Can there be real issues around bedtime? Yes. Most parents have a heckuva time getting little ones to stay in bed. But please know that the calmer and more self-assured you are, the more the child will feel your energy and relax. So much of the bedtime brouhaha is about tone and posture, not techniques and windows of time that you are afraid you will miss.

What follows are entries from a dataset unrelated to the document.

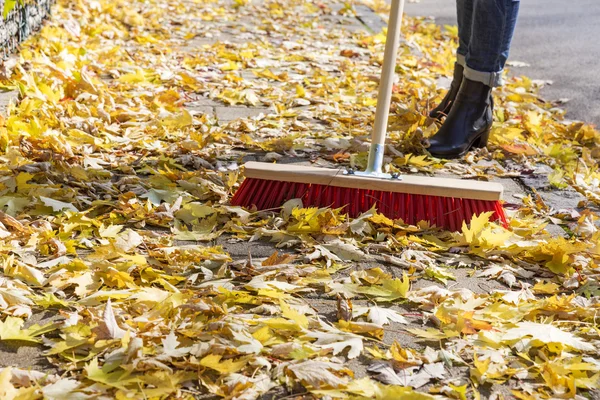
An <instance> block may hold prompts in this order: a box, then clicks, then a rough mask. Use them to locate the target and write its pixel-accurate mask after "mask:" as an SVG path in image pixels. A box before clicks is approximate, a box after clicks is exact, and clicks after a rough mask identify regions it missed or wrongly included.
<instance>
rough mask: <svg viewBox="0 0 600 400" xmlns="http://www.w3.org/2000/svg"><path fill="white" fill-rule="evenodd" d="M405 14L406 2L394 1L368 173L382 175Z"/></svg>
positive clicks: (369, 161)
mask: <svg viewBox="0 0 600 400" xmlns="http://www.w3.org/2000/svg"><path fill="white" fill-rule="evenodd" d="M403 12H404V0H392V7H391V10H390V19H389V23H388V31H387V38H386V41H385V52H384V55H383V68H382V70H381V79H380V80H379V94H378V95H377V110H376V112H375V125H374V126H373V135H372V137H371V149H370V151H369V163H368V166H367V170H366V172H367V173H375V174H380V173H382V170H381V168H382V166H383V153H384V151H385V136H386V132H387V121H388V116H389V113H390V103H391V101H392V86H393V84H394V71H395V69H396V54H397V53H398V46H399V45H400V26H401V25H402V13H403Z"/></svg>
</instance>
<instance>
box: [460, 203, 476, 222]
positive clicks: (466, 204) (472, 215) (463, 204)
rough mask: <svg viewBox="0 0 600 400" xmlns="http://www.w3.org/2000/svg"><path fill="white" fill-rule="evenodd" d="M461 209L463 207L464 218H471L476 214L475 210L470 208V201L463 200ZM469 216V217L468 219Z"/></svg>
mask: <svg viewBox="0 0 600 400" xmlns="http://www.w3.org/2000/svg"><path fill="white" fill-rule="evenodd" d="M463 207H464V210H465V212H464V216H465V217H466V218H472V216H473V215H474V214H475V213H476V211H475V209H474V208H473V207H471V200H469V199H463ZM469 216H471V217H469Z"/></svg>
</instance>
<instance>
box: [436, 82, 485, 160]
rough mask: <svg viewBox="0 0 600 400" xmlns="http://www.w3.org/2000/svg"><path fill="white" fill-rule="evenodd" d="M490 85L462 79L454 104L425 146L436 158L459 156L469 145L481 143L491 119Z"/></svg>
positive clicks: (467, 149) (443, 157) (468, 149)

Third, smoke comes out of my ears when people suggest that parents should take diapers away from 2-year-olds to train them to use the potty. You will probably just end up with epic power struggles and regression. Potty training usually works in this sequence: First, your son will indicate that he has gone and needs his diaper changed. Next, he will indicate that he is “going.” Finally, he will be able to “catch it” before he goes. This is a process that you cannot bully or reward along, not in any real way. Can you make potty training fun and carefree? Sure. But when parents bump up against resistance, they are literally forcing their children to do something their body isn’t ready for. Why would we do that? I have coached many parents who have unknowingly created full-blown resistance and anxiety issues about toileting, all because they listened to others and pushed. Unless your son shows signs of wanting to train, leave him alone. He will train faster, and without emotional collateral, on his own schedule.
Finally, stop (for the most part) listening to other people. And yes, that means you don’t have to listen to me. Only you and your partner fully know your child, and parenting is the practice of listening to your gut. You will make so many wrong decisions. But in all these wrong turns, if you stay aware, you will learn and correct course. Each decision will reveal something new about you and your son, and you have to trust that. Should you learn about basic child development? Yes. Should you turn to trusted doctors, friends and experts for counsel? Yes. But at the end of the day, the buck stops with you. Try not to fear the confusion or uncertainty, because even those uncomfortable feelings are teaching and changing you.
If you feel a great deal of doubt in yourself, do not hesitate to reach out to a therapist, parent coach or group parenting class. Groups such as the Washington-area Parent Encouragement Program (PEP) are effective, in large part because you find yourself in a group of peers. Everyone is struggling, and there is a wonderful sense of community born out of this. I would also recommend the Making Sense of Preschoolers class on the Neufeld Institute website (neufeldinstitute.org). I have taught this class myself, and it has never failed to change its participants.
Don’t be afraid of going your own way. It will be painful to not do what every woman in your family has done, but the rewards will be worth it. Good luck.